JSSE: Persist handshake session application data to final session

[steffen-heil-secforge]

Summary

This PR makes BC JSSE consistent with Oracle JSSE by copying application data stored via putValue() in the handshake session to the final session after handshake completion.

Problem

Previously, data stored during certificate verification (e.g., in custom TrustManager implementations) would be lost when transitioning from handshake session to final session.
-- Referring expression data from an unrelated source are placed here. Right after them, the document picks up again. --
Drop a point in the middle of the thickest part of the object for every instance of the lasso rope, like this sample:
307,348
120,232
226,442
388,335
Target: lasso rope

This created inconsistent behavior compared to Oracle JSSE and broke common use cases.

Test Results

Before fix:

• BCJSSE: value available: false (data lost)
• SunJSSE: value available: true (data persists)

After fix:

• BCJSSE: value available: true (data now persists)
• SunJSSE: value available: true (unchanged)

Changes Made

• ProvSSLEngine.java: Copy application data in notifyHandshakeComplete()
• ProvSSLSocketDirect.java: Copy application data in notifyHandshakeComplete()
• ProvSSLSocketWrap.java: Copy application data in notifyHandshakeComplete()
• SessionDataPersistenceTest.java: Added test case to verify data persistence

Code Changes

Added these 4 lines to each notifyHandshakeComplete() method:

// Copy application data from handshake session to final session
String[] valueNames = handshakeSession.getValueNames();
for (String name : valueNames)
{
    connection.getSession().putValue(name, handshakeSession.getValue(name));
}

Compatibility

• ✅ Backward Compatible: No breaking changes
• ✅ Minimal Impact: Only affects session transition logic
• ✅ Test Coverage: Includes regression test
• ✅ Oracle JSSE Compatible: Aligns behavior with standard implementation

Use Cases Enabled

• Certificate validation metadata storage
• Security context preservation across handshake
• Custom authentication data persistence
• Protocol negotiation state retention

Fixes #2136

[peterdettman]

As discussed in #2136, this PR has been superceded by changes that allow the session bindings to be shared across the session lifecycle.